The History of Sir Francis Drake

The History of Sir Francis Drake was a hybrid theatrical entertainment, a masque or "operatic tableau" with an English libretto written by Sir William Davenant and music by Matthew Locke. The masque was most likely first performed in 1659 and produced by Davenant. As with his earlier The Siege of Rhodes (1656) and The Cruelty of the Spaniards in Peru (1658), Davenant cast The History of Sir Francis Drake as a musical drama to avoid the Puritan prohibition of stage plays during the English Commonwealth era. The three Davenant works were important in the evolution of English opera and musical theatre, and heralded the coming revival of drama with the Restoration of 1660.[1]

History and propaganda

Like The Cruelty, Davenant's Drake was not only tolerated but even encouraged by Lord Protector Oliver Cromwell, for its value as anti-Spanish propaganda. (The English had been at war with Spain since 1655.) Davenant exploited Drake as an English national hero and a symbol of an expansionist foreign policy. He drew his narrative materials from Philip Nichols's Sir Francis Drake Revived (1626; reprinted 1652).[2]

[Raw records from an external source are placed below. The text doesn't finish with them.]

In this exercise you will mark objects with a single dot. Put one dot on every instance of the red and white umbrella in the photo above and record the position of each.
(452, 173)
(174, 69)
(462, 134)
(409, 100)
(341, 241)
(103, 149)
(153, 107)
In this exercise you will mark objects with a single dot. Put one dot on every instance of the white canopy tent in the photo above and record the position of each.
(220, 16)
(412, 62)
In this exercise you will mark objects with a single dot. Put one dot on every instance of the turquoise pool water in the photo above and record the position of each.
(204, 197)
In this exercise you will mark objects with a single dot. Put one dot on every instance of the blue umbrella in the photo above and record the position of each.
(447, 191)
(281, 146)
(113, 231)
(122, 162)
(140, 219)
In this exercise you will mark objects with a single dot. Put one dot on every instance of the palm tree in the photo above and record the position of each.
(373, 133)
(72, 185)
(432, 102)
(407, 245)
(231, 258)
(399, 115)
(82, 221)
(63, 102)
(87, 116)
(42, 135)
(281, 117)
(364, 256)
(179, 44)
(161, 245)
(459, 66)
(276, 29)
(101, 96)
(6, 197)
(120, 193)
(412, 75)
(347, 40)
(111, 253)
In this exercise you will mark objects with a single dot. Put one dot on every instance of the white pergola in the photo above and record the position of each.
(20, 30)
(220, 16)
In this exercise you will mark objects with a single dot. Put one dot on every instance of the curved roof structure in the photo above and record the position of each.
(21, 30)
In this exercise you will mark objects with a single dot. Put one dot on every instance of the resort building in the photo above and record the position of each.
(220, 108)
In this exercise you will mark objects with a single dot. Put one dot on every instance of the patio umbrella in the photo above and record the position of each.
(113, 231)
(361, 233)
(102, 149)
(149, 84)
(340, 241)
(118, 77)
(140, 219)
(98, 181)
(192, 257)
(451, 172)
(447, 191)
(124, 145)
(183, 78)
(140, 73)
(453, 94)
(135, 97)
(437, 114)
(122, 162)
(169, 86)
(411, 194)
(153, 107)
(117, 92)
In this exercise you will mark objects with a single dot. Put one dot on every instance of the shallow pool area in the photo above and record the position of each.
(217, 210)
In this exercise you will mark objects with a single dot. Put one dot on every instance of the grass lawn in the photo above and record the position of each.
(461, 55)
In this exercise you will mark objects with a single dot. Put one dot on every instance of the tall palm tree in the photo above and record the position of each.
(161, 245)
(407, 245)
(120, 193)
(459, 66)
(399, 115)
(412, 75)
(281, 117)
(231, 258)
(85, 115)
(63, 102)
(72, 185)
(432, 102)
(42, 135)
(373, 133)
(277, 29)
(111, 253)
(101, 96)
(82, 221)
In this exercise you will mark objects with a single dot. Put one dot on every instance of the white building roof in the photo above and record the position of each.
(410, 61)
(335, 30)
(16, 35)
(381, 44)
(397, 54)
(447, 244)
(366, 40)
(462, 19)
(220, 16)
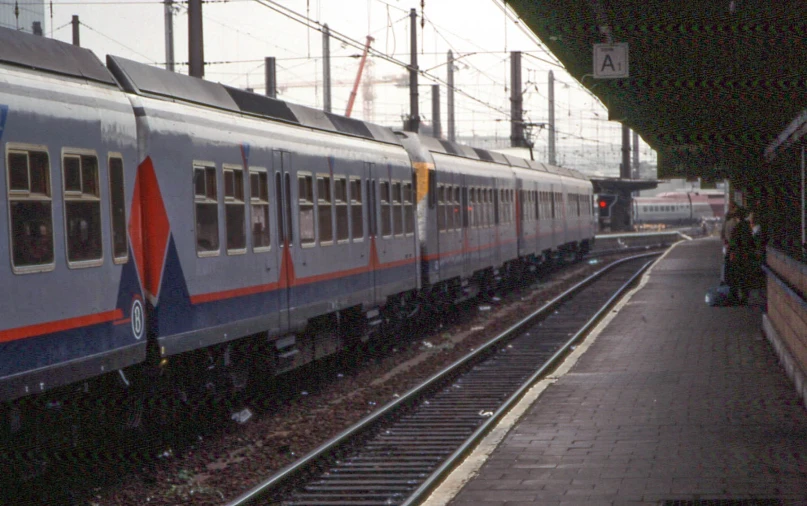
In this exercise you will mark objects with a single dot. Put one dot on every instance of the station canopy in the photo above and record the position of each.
(711, 83)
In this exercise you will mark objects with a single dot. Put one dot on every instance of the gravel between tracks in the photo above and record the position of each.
(222, 466)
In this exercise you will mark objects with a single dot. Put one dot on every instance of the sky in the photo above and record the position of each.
(239, 34)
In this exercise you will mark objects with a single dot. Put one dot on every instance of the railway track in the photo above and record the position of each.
(398, 454)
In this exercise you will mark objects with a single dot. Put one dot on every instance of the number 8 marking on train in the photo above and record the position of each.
(137, 319)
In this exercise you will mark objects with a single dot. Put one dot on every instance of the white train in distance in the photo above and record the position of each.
(679, 208)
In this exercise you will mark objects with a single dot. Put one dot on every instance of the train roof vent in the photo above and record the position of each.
(42, 53)
(517, 161)
(148, 79)
(349, 125)
(450, 147)
(261, 104)
(383, 133)
(483, 154)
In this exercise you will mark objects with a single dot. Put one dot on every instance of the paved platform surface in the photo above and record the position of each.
(673, 400)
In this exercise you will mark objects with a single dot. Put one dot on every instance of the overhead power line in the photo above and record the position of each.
(316, 25)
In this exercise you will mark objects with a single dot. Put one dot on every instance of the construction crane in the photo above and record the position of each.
(358, 76)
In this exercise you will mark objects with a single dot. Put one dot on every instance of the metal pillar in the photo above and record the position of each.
(76, 41)
(414, 114)
(271, 76)
(196, 50)
(169, 35)
(450, 98)
(516, 119)
(803, 204)
(552, 155)
(436, 133)
(326, 68)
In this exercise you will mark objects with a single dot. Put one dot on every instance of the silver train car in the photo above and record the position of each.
(155, 221)
(678, 208)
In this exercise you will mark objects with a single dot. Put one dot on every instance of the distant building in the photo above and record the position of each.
(27, 13)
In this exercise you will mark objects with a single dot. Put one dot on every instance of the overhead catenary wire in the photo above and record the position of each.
(315, 25)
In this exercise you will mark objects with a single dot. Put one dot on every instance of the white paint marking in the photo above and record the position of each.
(452, 485)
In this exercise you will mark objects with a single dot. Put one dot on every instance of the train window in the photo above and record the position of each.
(82, 209)
(279, 199)
(474, 220)
(259, 208)
(305, 195)
(340, 203)
(234, 209)
(453, 219)
(537, 202)
(31, 210)
(524, 200)
(117, 206)
(505, 207)
(486, 204)
(356, 218)
(441, 208)
(551, 196)
(409, 209)
(207, 210)
(386, 209)
(455, 209)
(397, 209)
(324, 210)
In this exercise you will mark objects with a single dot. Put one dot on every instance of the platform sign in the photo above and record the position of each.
(611, 60)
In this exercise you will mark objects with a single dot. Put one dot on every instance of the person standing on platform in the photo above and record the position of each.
(730, 221)
(741, 259)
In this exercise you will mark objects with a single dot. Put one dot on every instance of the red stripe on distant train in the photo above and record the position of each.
(59, 325)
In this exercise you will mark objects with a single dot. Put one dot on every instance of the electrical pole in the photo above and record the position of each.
(326, 67)
(552, 156)
(624, 168)
(414, 115)
(196, 49)
(436, 133)
(516, 119)
(169, 35)
(450, 98)
(271, 76)
(76, 41)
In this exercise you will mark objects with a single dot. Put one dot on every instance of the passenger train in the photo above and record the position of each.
(679, 208)
(158, 227)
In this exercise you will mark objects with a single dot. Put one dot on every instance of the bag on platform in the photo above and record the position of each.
(718, 295)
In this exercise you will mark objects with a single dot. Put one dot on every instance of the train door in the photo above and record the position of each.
(284, 199)
(470, 234)
(372, 227)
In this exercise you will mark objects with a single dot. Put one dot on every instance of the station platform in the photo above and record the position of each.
(667, 402)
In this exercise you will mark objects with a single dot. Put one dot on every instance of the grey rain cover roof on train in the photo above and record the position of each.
(42, 53)
(141, 78)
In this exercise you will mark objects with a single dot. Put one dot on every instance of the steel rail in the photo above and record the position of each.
(290, 472)
(448, 465)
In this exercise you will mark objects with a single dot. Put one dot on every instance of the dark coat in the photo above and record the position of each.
(741, 255)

Davenant's text deals with Drake's adventures on the northeastern coast of South America during his expedition of 1572. At one point, Davenant shows Drake allying himself with the "Symerons" or Cimaroons, escaped slaves of Surinam who had formed their own independent society.[3] (Though Davenant's Drake has been classified as "pseudo-history," this part of the story is based on fact though Davenant displaces the Cimaroons to Peru.) As in The Cruelty, the English in Drake are presented as a humane alternative to the brutal and rapacious Spanish.

Music

Only one piece of music from the score of Drake has survived a "Symeron" dance composed by Matthew Locke. Locke was one of the composers who worked on The Siege of Rhodes, and perhaps on The Cruelty too.[4]

References

  1. Terence P. Logan and Denzell S. Smith, eds., The Later Jacobean and Caroline Dramatists: A Survey and Bibliography of Recent Studies in English Renaissance Drama, Lincoln, NE, University of Nebraska Press, 1978; pp. 194, 197-8, 201, 203-4.
  2. Susan Wiseman, Drama and Politics in the English Civil War, Cambridge, Cambridge University Press, 1998; p. 150.
  3. Derek Hughes, Versions of Blackness: Key Texts on Slavery from the Seventeenth Century, Cambridge, Cambridge University Press, 2007; pp. 307-12.
  4. Ian Spink, Henry Lawes: Cavalier Songwriter, Oxford, Oxford University Press, 2000; p. 111.